A human autosomal SCID syndrome due to JAK-3 deficiency has been described that is immunologically identical to SCIDX1,33,34thereby highlighting the requirement for JAK-3 activation following γ_c-receptor signaling. Recently, a mouse model of JAK-3 deficiency was successfully treated by ex vivo gene transfer with the generation of peripheral T and B cells that were functionally responsive to γ_c-dependent cytokines.35 Thus, ex vivo retroviral gene transfer appears capable of correcting immune deficiencies secondary to γ_c or JAK-3 defects.

It is important to note that, in these experiments, the transduced genes were constitutively expressed under the control of the viral LTR. Dysregulated γ_c or JAK-3 signaling could in theory lead to autonomous cell activation caused by receptor or kinase overexpression. However, in the case of γ_c-transduced mice, no evidence of myelo- or lymphoproliferation or autoimmune manifestations was observed in the long-term reconstituted animals. The absence of side effects could reflect the low level of γ_c expression detected in the treated animals. Still, the lymphoid system of γ_c-transduced mice appeared functional by a number of criteria (in vitro proliferative responses, specific immunoglobulin production following immunization), suggesting that high-level γ_c expression may not be a requisite for immune reconstitution. Because γ_c is constitutively expressed in multiple hematopoeitic lineages (reviewed in 36), a potential protein excess might not have negative consequences. These results suggest that (1) regulated transgene expression may not be required for the generation of functional lymphoid cells from γ_c^-hematopoietic precursors and that (2) retroviral gene transfer to correct deficiencies in the γ_c-signaling pathways may have low-potential toxicities, which is an important consideration for any new therapeutic approaches.

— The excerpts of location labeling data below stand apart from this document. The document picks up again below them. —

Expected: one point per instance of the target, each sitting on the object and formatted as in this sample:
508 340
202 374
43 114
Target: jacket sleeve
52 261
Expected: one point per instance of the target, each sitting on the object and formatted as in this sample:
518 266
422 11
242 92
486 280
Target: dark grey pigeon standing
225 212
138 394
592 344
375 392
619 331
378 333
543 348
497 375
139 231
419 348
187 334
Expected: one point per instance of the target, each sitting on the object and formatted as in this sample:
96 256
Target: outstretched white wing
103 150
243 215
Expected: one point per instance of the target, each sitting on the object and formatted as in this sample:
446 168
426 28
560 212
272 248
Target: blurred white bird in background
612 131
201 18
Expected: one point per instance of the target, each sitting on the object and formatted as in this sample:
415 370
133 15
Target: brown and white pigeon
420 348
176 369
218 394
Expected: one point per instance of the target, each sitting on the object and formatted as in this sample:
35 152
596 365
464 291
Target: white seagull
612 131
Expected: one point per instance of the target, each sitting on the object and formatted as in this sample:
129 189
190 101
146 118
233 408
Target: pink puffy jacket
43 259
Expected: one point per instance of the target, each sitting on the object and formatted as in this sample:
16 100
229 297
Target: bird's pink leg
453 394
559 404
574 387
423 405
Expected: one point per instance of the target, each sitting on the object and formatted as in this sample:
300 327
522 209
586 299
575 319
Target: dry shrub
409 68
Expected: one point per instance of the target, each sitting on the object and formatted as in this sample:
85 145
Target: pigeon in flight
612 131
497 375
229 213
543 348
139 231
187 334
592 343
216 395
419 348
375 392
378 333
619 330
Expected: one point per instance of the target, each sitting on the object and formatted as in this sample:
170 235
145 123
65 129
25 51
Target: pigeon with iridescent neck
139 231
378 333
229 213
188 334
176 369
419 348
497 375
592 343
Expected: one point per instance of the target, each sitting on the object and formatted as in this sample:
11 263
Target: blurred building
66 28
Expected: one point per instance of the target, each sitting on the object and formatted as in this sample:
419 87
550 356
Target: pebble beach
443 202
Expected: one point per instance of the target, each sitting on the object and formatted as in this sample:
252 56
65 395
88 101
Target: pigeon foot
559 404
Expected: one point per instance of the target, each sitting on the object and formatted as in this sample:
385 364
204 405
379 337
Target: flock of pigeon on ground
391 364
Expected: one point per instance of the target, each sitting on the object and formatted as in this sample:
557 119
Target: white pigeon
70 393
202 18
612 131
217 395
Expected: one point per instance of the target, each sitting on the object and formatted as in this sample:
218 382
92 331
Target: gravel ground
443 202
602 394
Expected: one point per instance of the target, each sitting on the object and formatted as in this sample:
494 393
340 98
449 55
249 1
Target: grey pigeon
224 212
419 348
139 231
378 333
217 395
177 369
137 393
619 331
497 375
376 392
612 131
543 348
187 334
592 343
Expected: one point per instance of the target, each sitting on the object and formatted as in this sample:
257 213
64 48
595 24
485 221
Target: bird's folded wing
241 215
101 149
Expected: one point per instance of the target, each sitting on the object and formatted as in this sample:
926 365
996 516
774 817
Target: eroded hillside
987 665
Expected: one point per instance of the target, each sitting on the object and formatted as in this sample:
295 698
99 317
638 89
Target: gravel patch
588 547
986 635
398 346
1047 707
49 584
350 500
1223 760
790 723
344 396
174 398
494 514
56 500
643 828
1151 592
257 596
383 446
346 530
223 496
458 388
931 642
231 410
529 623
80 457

Although secondary extinction of retroviral transgenes has been reported,37-39 extinction of the γ_c transgene was not observed in this study, including mice receiving secondary transplants and analyzed 23 weeks later. Whether extinction is a randomly occurring event or requires a particular chromatin conformation around the proviral integration site is not known. It is, therefore, difficult to predict from this animal model of SCIDX1 what the outcome of gene therapy in patients with SCIDX1 will be with regard to long-term expression from retroviral vectors. Natural selection of γ_c-expressing cells may be an important factor in preserving transgene expression in vivo following gene transfer. It is worthwhile noting that γ_c-transduced SCIDX1 Epstein-Barr virus–transformed B-cell lines were maintained for more than 1 year in culture without evidence of loss of the γ_c transgene expression.12 

Spontaneous in vivo reversion of inherited mutations has been observed in patients with ADA and SCIDX1 (reviewed in 1). In the latter case, the γ_c reversion resulted in a significant and long-lasting correction of the T-cell deficiency. This result strongly suggests that a γ_c⁺ lymphoid precursor carries a major survival and/or growth advantage over γ_c^- cells in vivo and are in agreement with the original observations of skewed X-inactivation patterns in SCIDX1 obligate female carriers made by Puck et al.40 These observations provide a logical basis to hypothesize that a selective advantage would be conferred to corrected progenitor cells in patients with SCIDX1. The results obtained in γ_c^- and JAK3-deficient mice support the notion that human SCID syndromes represent a rather favorable model for treatment by ex vivo gene transfer.

We are grateful to Dr. Francois Huetz for providing immunization reagents, Fabian Gross for fibronectin, Françoise Selz for cell sorting, and Michele Malassis for technical help.